AI Toy Dissection Remix with Cognimates
It was really inspiring to discuss the prototypes that her students are working on and share about WICO’s experiments with toy dissection activities and installations. The next day at the conference, Stefania and Nancy Otero (along with the students from the seminar) shared their research on democratizing AI and giving kids and adults tools to create with this new technology. Although there are many interpretations for using AI in education, I’m most interested in platforms like Cognimates that allow learners to take control of the technology and be creative with the tool.
At the toy dissection and remix workshop that I led at FabLearn with Joel Gordon and Christa Flores we introduced possibilities of adding Micro:bit programming to the toys. After the trip, I was inspired by deeper conversations with Stefania to try to connect her collection of AI based scratch extensions on the Cognimates website to make an “smart” twisted toy hack.
Here’s a description of my starter project:
First I grabbed a stuffed bunny that survived the workshop at FabLearn and collected the dissection tools including scissors, an exacto blade and wire snips.
I removed the mechanisms from inside the toy and set them aside (eventually it would be great to reuse the motors/lights from the toy but right now the Scratch/Cognimates/Micro:Bit extensions can’t control outputs).
At first I tried to connect the toy speaker to a headphone jack to play the sounds from the computer, but the sound was too low to really hear.
So I grabbed a bluetooth speaker, a Micro:Bit and a computer and started exploring the Cognimates extensions. I taped the Micro:bit on the inside of the bunny’s belly with the lights facing out and I stuffed the speaker on the inside of the toy. Once the bluetooth connection with the computer was established, all the sounds from the Scratch program appeared to be coming from the toy!
It was really quick to start a simple program with the ‘speech to text’ and ‘text to speech’ blocks (using the microphone on the computer).
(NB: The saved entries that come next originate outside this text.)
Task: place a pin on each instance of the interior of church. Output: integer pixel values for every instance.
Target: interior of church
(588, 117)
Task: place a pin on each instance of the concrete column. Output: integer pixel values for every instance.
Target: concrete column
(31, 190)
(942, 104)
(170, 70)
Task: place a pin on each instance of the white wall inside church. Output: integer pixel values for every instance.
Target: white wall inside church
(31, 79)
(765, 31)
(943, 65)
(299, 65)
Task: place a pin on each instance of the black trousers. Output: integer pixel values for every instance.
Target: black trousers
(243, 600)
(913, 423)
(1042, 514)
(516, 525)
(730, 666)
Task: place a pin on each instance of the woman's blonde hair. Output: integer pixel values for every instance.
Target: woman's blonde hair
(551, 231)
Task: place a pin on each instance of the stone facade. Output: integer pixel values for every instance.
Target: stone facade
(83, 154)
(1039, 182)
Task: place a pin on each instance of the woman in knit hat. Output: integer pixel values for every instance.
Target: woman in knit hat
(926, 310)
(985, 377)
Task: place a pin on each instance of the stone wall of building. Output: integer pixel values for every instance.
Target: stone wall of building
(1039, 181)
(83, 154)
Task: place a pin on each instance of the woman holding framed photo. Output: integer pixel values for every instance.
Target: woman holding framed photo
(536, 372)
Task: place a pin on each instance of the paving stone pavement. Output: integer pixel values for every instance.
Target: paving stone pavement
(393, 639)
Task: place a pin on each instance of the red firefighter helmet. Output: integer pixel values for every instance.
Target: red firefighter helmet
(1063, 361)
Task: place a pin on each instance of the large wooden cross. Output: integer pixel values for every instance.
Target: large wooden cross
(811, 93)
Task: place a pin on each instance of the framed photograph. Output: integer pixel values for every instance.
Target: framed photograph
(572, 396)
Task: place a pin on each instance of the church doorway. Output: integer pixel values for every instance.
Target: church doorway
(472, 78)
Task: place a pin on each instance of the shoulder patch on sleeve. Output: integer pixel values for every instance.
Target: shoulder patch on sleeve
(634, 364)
I programmed the bunny to ask “how are you feeling today?” and then used the AI based ‘analyze sentiment’ blocks to have the toy come up with an appropriate answer.
With simple inputs/outputs of the Micro:bit, I could add animations on the LED array, include an agitated response when the bunny was picked up and code some fun surprises when the buttons of the Micro:bit were pressed. I also added a sprite and a background to match the theme of the project.
Here’s a video of the bunny going through the entire program! There are so many more possibilities to add extra switches, tweak the questions and answers, make the code more complex and re-purpose the elements inside the toy.
It’s super fun to share the creation with others in our Maker Ed Community Studio and continue to tweak the program. We’re hoping to collaborate more with Stefania and the Cognimates team to develop more connections between tinkering activities and the new technologies of programming, AI and machine learning!